Эти особенности пропаганды имеют глубоко укорененные в психологии причины: «Японские деятели культуры — режиссеры, писатели и художники — даже во время войны изображали на фронте прежде всего самих японцев. Японцев, которые сражались не столько с „врагом”, сколько с самими собой» [21] . Ибо главная победа, в соответствии с японским этосом, нашедшим выражение в том же комплексе бусидо, одерживается над собственной трусостью, телом и духом, который должен быть полностью подчинен внешней задаче — службе сюзерену, императору и Японии. Победа же над врагом — дело второе, если не третье. Врага, то есть Другого, не видно, он не важен, по сути он вообще
не существует, ибо, как хорошо известно, Другой обусловлен не объективно, но наблюдающим его субъектом: «Но явит ли он себя? Он не может явить себя в вещах. Каким бы ни было распространенное мнение, я не вижу других ни в их теле, ни где-то еще. Взгляд другого исходит не из какой-то точки пространства. Другой рождается с моей стороны , подобно черенку или в результате удвоения, как и первый Другой — согласно Книге бытия — был создан из части тела Адама» [22] , как писал еще в свое время Мерло-Понти. Поэтому же, кстати, японцы так «прославились» своей жестокостью по отношению к врагу, чинимыми ими над китайцами и корейцами преступлениями — они не считались людьми, их для японцев не существовало, а сама жестокость была обусловлена опять же не объектом, Другим, а субъектом, самими японцами:
«Ненависть к врагу и желание отомстить за погибших друзей — мотивы, столь часто приводимые для объяснения (или оправдания) ярости солдат в бою — не представляются доминировавшими в психологии бойцов-камикадзе. Часто они упоминают о своем долге охранять священную землю Японии от иностранного загрязнения и предлагают свои жизни для защиты своих семей. Однако это никогда не принимает формы „нутряной” ненависти к вражеским солдатам или расового антагонизма в отношении Запада. Это, скорее, выражает острое чувство необходимости компенсировать все то доброе, что они получили с рождения. Таковое признание долга благодарности (он) и твердая намеренность оплатить его любой жертвой, какая окажется необходимой, являются основой японской морали и на протяжении многих веков было сильнейшим воодушевляющим моментом, — как в мирное, так и в военное время» [23] .

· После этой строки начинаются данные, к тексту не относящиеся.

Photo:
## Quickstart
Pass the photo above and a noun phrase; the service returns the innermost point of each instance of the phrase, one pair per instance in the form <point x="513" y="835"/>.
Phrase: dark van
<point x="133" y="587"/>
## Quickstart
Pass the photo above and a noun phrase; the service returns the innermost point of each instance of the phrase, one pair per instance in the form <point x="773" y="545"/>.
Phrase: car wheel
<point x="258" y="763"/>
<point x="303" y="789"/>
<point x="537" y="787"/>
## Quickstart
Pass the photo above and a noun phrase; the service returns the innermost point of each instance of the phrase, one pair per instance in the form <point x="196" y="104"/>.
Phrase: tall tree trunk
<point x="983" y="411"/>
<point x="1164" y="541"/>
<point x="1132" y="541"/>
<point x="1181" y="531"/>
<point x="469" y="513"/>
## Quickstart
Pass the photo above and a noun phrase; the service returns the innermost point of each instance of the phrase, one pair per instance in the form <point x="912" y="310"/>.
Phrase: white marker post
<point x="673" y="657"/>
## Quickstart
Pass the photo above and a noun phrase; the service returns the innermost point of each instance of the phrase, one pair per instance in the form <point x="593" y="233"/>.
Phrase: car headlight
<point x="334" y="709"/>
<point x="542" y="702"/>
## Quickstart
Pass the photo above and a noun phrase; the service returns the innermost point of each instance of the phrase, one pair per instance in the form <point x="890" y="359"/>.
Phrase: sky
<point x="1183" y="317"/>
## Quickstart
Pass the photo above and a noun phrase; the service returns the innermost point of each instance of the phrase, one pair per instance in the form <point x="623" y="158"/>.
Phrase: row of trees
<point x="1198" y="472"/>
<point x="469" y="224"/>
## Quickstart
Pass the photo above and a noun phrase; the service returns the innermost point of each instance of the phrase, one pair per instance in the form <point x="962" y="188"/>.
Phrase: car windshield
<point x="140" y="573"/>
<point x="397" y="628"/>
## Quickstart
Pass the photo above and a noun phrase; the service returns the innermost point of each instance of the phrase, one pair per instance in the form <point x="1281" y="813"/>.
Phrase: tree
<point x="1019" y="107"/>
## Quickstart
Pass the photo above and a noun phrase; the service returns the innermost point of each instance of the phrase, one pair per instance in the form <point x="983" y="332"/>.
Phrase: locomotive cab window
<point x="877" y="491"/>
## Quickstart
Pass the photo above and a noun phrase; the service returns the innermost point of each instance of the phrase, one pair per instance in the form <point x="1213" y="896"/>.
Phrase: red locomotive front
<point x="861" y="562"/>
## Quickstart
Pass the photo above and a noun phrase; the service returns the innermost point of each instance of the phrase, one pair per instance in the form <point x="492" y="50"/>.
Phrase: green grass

Неразличение, отрицание Другого приводит к весьма показательным последствиям как в бытовой практике (свидетели японской оккупации Дальнего Востока сообщали, что японские солдаты испражнялись прямо посреди улиц на глазах у населения, которого для японцев опять же попросту не существовало [24] ), так и в глобальном плане. Введя во время войны суровую цензуру, японцы переписывали исторические учебники — совершенно как это было в Советском Союзе! — в угоду их политическим интересам и этнонационалистической конъюнктуре дня. Так, будучи в союзе с Германией и Италией, японцы следующим образом «редактировали» свои учебники (в скобках замечу, что практика эта отчасти дошла до наших дней — на выпускаемых в Японии географических картах «спорные» Курильские острова закрашены не российским, а японским цветом…): «В учебниках 1938 года есть история изобретения паровоза, но изображение англичанина Стефенсона там все равно отсутствует. Зато оно есть у Галилея, поскольку он был итальянцем, а Италия была союзницей Японии. Современная идеологема „у врага нет лица” распространялась на всю историю. И в этом смысле никакой истории не существовало» [25] . А это весьма напоминает ситуацию последних лет в нашей стране, когда, в результате общественной апатии, отсутствия идеалов в прошлом, скомпрометированного прошедшего столетия, постоянных метаний властей между различными историческими «поведенческими моделями» и явного общественно-исторического застоя, само понятие истории отходит на второй план, предстает несуществующим. Эта «картина мира» напрямую связана с «остро переживаемым многими группами дефицитом коллективных символов. Привычные для них „старые” символические конфигурации теряют общественный авторитет и все чаще маркированы негативно, „новые” — чужды и по жизненному опыту, и по идеологической окраске; те же, которые как-то соединяли и гармонизировали бы „старое” и „новое”, отсутствуют» [26] . У японцев, как мы видим, недостатка в «коллективных символах» (та же фигура императора) не было, результат же был синонимичным.